Jak dla mnie Zverev to bierze na spokojnie 2:0, chociaż z małolatami nigdy nic nie wiadomo. Później poprawie post przed 16:00. Jak Sasha wciąga 2:0 Novaka w finale, 2:0 Federera, ostatnio Kolba w swoim ulubionym Monachium nawet nie liznął Alexa to o czym my tu mówimy o jakimś Shapalovie. Choć kursy po 1,20 w półfinale odstraszają, zresztą ja od dość dawna już unikam takich maluchów. Co by nie mówić jest słusznym faworytem meczu.
Thiem zapewne będzie chciał się zemścić na Andersonie za tyle porażek i kto wie. Ja widzę finał Thiem vs. Zverev i tam ciekawe jest H2H na korzyść Thiema 4:1, ale wszystko zacięte z porywanymi setami. Skoro pokonał Nadala na mączce i z Coricem wyszedł z nożem na gardle to i
Andersona na mączce (w ogóle jak to brzmi ???? ) wypadałoby pokonać.
- - - - -
Thiem D. -1,5 S ::: 2,15 ::: 1/3
H2H 0:6 z lat 2014-2017 i to na pewno budzi niepokój. Z drugiej strony wszystkie te mecze były dosłownie na styku, oraz na nawierzchni szybkiej. Dzisiaj Thiem ma spore szanse na rewanż za te wszystkie porażki.
Co tu dużo pisać, Thiem uciekł z pod ostrza noża Coricowi, później pokonał w dwóch setach samego Nadala na mączce w Hiszpanii więc to budzi na pewno podziw. Anderson bazuje na mocnym serwisie, ale też gra od dłuższego czasu całkiem przyzwoicie, jednak dzisiaj słusznym faworytem meczu wydaje się być Thiem.

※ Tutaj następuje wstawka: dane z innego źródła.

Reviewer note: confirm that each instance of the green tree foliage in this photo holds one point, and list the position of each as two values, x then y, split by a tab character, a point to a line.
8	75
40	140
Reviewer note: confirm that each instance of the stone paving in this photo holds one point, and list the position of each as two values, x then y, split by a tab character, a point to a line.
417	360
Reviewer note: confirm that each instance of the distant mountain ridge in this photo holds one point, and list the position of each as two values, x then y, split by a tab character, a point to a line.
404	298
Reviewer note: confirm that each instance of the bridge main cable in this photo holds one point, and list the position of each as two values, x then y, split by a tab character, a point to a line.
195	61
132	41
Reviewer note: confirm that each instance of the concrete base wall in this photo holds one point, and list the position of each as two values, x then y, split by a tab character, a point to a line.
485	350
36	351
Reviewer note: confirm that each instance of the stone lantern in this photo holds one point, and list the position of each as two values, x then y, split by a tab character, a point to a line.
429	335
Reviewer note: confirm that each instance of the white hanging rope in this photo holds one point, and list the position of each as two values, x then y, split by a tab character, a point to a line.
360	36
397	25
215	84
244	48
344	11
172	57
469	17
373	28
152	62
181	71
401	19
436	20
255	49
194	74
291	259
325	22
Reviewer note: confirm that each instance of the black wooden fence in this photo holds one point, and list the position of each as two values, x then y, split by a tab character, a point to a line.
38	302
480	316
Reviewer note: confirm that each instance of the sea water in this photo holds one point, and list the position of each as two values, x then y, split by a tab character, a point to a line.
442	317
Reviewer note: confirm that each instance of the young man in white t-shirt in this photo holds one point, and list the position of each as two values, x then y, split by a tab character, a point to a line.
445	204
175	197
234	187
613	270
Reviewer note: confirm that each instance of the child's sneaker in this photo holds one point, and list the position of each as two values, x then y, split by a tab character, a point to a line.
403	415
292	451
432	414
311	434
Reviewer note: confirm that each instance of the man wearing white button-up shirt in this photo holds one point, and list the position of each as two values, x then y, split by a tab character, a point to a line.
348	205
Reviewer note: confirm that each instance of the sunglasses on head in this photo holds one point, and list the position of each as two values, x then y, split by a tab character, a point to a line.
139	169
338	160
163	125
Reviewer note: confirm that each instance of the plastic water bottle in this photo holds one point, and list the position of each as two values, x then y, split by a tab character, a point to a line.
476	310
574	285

Zverev A. -1,5 S ::: 1,77 ::: 1/3
Zverev od 6 meczów nie stracił nawet seta, wygrał swoje mecze bez większych problemówm turniej w Monachium padł jego łupem, a jedyny set jaki przegrał to z Hanfmannem po tie-breaku 12-14. Pisałem już ostatnio trochę o Sashy (Alexander), że on już rok temu w finale Mastersów pokonał zarówno 2:0 Djokovica, jak i samego Federera w Kanadzie. Shapalov to młoda twarz w tenisie, od jakiegoś roku, ma papiery na grę. Trudno go ocenić, a tym bardziej po meczach na mączce, dlatego widzę tu łatwą wygraną 2:0 Niemca z rosyjskim rodowodem.